Studio album by Ticklah
- Released: September 18, 2007
- Genre: Reggae, Dub
- Label: Easy Star Records
- Producer: Victor Axelrod a.k.a. Ticklah, Michael Goldwasser

Ticklah chronology
| Polydemic (1998) | Ticklah vs. Axelrod (2007) | Hi-Fidelity Dub Sessions: Roots Combination (2001) |

= Ticklah vs. Axelrod =

Album by Victor Axelrod

Ticklah vs. Axelrod is the third full-length solo album released September 2007 on Easy Star Records by musician, producer, engineer and DJ, Victor Axelrod a.k.a. Ticklah of New York City.
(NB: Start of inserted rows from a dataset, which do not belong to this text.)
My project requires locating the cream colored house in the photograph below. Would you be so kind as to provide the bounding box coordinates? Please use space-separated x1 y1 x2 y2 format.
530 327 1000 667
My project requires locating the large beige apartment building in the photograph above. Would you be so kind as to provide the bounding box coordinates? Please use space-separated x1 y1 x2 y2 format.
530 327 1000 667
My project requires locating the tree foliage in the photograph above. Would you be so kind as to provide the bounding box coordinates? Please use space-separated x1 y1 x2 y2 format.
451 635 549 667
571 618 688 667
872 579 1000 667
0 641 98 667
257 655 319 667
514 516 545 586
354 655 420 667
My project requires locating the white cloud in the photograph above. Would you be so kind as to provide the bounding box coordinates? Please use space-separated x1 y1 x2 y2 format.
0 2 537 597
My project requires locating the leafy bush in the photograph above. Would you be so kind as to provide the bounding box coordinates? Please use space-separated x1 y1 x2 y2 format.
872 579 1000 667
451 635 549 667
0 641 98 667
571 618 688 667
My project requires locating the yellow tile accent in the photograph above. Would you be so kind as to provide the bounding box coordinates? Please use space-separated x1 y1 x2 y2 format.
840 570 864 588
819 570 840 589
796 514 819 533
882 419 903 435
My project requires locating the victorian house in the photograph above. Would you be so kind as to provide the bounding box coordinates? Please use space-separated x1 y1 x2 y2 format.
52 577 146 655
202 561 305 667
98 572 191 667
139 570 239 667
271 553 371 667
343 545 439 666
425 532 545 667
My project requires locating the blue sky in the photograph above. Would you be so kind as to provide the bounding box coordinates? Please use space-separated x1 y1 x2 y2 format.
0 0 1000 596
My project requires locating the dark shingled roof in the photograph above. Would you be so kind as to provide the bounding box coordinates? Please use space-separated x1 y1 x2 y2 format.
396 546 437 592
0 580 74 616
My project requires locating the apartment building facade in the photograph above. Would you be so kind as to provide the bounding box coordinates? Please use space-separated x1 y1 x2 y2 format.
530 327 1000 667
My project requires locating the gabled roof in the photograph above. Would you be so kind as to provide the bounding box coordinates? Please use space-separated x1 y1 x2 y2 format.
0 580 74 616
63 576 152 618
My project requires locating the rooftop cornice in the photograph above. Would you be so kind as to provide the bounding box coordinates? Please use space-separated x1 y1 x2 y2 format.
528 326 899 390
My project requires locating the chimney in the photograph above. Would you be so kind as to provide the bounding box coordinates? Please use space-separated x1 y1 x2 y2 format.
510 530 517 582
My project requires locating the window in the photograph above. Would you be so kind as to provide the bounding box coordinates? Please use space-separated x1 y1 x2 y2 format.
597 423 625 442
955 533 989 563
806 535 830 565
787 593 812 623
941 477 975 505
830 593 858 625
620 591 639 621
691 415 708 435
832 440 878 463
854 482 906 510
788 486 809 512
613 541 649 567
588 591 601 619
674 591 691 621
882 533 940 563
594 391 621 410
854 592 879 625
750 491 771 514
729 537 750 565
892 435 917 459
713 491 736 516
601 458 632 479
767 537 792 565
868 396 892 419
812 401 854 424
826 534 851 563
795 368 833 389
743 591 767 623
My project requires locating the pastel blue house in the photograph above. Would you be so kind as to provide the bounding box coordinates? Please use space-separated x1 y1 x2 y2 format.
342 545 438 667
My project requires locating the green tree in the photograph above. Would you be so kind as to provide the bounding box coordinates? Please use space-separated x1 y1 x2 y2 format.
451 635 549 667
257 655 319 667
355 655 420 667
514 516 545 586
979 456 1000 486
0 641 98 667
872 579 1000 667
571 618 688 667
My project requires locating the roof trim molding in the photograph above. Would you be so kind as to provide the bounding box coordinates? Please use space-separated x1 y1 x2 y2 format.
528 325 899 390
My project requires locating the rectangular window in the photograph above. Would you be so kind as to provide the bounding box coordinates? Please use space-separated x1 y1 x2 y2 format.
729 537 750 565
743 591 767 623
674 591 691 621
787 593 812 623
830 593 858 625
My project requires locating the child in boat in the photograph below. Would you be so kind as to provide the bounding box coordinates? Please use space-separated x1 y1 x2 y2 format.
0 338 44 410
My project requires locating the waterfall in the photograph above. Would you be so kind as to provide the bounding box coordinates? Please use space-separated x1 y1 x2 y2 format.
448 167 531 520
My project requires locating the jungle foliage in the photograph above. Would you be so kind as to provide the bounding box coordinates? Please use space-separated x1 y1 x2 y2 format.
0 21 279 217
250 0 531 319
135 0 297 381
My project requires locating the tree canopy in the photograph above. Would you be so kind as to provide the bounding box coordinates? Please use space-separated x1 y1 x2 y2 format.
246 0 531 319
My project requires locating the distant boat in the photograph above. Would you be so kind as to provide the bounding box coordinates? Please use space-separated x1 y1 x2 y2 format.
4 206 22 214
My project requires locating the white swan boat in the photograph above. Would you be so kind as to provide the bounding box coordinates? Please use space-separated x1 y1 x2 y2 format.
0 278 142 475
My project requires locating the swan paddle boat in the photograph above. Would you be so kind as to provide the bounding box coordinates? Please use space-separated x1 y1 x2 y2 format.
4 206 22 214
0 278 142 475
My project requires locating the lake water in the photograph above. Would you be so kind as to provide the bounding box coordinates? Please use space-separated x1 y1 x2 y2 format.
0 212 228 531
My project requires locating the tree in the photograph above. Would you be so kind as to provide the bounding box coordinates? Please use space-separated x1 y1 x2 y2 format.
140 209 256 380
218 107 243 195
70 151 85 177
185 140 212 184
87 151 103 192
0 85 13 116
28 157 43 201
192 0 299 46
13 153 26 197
The album features guest vocals by reggae stars Mickey General and Rob Symeonn, Tamar-kali (of the documentary film Afro-Punk), Mayra Vega (vocalist on Antibalas' "Che Che Colé") and Vinia Mojica (best known for her work with De La Soul and A Tribe Called Quest). This album features instrumental contributions from members of Antibalas, Easy Star All-Stars and Dub Is A Weapon as well as fellow New York dub musician/producer Victor Rice. Ticklah vs. Axelrod was recorded and engineered at Don't Trip Studios in Brooklyn, New York. The final track "Nine Years" was featured in an episode of Breaking Bad.

==Song composition==
Ticklah has created his own kind of dub record with Ticklah vs. Axelrod. The dub production is obvious in its heavy use of dub effects and experimentation employing heavy reverb, delay and effects (especially on the instrumentals "Two Face" and "Descent") however, Ticklah also approaches each song composition, paying close attention to each individual component of reggae music to craft each song: rhythm, melody, harmonies, arrangement and sound. There are also unique dub twists found within the album; The melody on “Answer Me” was inspired by a simple piano piece by the innovative 20th-century Russian composer Vladimir Rebikov. A ska twist can be heard in the Latin track, "Mi Sonsito," as well as a reggae interpretation of another Eddie Palmieri Latin classic "Si Hecho Palante."

Professional ratings
Review scores
| Source | Rating |
| Allmusic | Star |

==Track listing==
1. Two Face
2. Want Not (featuring Tamar-Kali)
3. Scratch To Win
4. Mi Sonsito (featuring Mayra Vega)
5. Rescue Me (featuring Mikey General)
6. Pork Eater (featuring Rob Symeonn)
7. Nature Loving Dub
8. Descent
9. Si Hecho Palante (featuring Mayra Vega)
10. Answer Me
11. Queen Dub (featuring Rob Symeonn)
12. Deception (featuring Vinia Mojica)
13. Nine Years

==Vinyl releases==
There have been two 7" single vinyl releases from this album. The first single released in 2008 of “Rescue Me” (featuring the vocals of Mikey General) has an unreleased, non-album dub version of the song on the B-side, called “Rockers Salvation.” The second single released in 2009 is a limited edition pressing of "Pork Eater" (featuring Easy Star vocalist Rob Symeonn) with an instrumental version on the B-side.